Polytech Nantes Infos n°9 - Octobre 2011
Polytech Nantes Infos - Lettre d'informations

Dans le cadre d'une collaboration de longue date avec des spécialistes des sociétés d'insectes, l'équipe Connaissances & Décision du Laboratoire d'Informatique de Nantes Atlantique (LINA) s'est intéressée à l'analyse des topologies des réseaux de galeries dans les nids de fourmis et les termitières.

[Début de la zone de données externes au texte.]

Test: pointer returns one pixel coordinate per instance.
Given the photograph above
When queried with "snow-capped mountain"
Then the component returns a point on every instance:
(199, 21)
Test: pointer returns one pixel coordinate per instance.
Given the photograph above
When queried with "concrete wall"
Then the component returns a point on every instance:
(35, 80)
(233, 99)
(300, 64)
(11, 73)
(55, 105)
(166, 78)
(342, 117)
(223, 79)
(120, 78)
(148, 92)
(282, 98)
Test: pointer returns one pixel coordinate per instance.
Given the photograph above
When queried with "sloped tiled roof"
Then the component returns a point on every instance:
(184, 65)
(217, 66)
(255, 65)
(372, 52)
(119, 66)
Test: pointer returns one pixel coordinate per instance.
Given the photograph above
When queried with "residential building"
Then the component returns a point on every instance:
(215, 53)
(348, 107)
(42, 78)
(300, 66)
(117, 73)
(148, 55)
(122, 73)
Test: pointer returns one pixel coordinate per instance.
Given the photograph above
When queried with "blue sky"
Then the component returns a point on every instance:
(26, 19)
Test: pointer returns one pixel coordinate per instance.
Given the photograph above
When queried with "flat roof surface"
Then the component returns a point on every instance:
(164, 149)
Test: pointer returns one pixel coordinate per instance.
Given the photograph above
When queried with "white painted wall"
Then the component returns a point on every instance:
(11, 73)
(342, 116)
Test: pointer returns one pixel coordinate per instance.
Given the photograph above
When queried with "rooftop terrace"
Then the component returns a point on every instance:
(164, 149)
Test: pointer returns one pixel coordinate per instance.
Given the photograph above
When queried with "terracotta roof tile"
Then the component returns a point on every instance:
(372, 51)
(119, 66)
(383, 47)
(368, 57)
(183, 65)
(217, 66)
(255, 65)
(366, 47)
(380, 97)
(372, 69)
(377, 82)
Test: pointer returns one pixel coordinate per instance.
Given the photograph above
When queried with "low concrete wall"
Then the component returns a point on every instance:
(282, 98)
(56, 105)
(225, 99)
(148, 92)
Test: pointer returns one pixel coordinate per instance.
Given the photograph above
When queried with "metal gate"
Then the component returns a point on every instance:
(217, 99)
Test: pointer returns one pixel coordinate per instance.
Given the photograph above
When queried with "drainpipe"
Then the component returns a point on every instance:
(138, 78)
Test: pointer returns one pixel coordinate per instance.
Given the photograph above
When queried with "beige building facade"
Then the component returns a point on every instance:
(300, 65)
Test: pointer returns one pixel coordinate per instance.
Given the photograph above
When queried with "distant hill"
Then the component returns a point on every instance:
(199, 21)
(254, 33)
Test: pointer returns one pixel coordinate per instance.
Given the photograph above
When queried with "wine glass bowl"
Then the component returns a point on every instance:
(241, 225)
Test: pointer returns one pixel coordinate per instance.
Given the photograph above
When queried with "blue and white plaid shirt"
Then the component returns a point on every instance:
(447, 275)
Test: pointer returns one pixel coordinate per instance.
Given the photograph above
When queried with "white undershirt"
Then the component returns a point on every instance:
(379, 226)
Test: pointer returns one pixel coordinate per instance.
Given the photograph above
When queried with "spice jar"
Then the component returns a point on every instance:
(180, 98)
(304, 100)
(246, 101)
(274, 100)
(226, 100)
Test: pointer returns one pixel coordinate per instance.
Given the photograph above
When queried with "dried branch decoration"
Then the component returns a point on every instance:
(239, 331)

Les structures en réseaux abondent dans les sociétés qu'elles soient humaines ou animales. Ceux qui matérialisent le déplacement des individus sur un territoire résultent d'une activité collective qui s'exprime à travers des échanges sociaux. Dans le monde animal, une illustration paradigmatique de cette activité nous est donnée par les sociétés d'insectes. Sans lecture de plan global, ni architecte en chef, les fourmis et les termites construisent sur la surface du sol, ou à l'intérieur de leurs nids, des réseaux fort complexes. Leur comportement est d'ailleurs qualifié d' «intelligence en essaim ».
tomographie d'une termitière en cours à l'hôpital de Rangueil à Toulouse
Chez les grandes colonies de fourmis qui peuvent comporter jusqu'à plusieurs centaines de milliers d'individus, les nids souterrains sont souvent composés d'un ensemble de petites cavités - appelées chambres- qui n'abritent chacune qu'une petite fraction de la population totale. Ces chambres sont reliées entre elles et à la surface du sol par un réseau de galeries sophistiqué qui permet non seulement la navigation à l'intérieur du nid mais aussi le stockage des aliments et du couvain indispensables à la survie de la colonie. On retrouve des constructions similaires dans les termitières.



Comprendre les insectes sociaux grâce aux nouvelles technologies de visualisation


L'organisation interne de ces constructions est longtemps restée mystérieuse puisqu'il était difficile de les cartographier sans les détruire. La solution est venue des nouvelles technologies de visualisation. A partir de coupes de termitières provenant d'un passage au scanner de nids conservés dans une collection du Muséum d'Histoire Naturelle, une reconstitution a été effectuée, et des outils de visualisation en trois dimensions ont permis de révéler les propriétés cachées de ces réseaux.
Étapes de la représentation virtuelle d'un nid de termite de la famille Cubitermes. Ce nid est composé de chambres reliées par des couloirs de communication
Illustration : Étapes de la représentation virtuelle d'un nid de termite de la famille Cubitermes. Ce nid est composé de chambres reliées par des couloirs de communication.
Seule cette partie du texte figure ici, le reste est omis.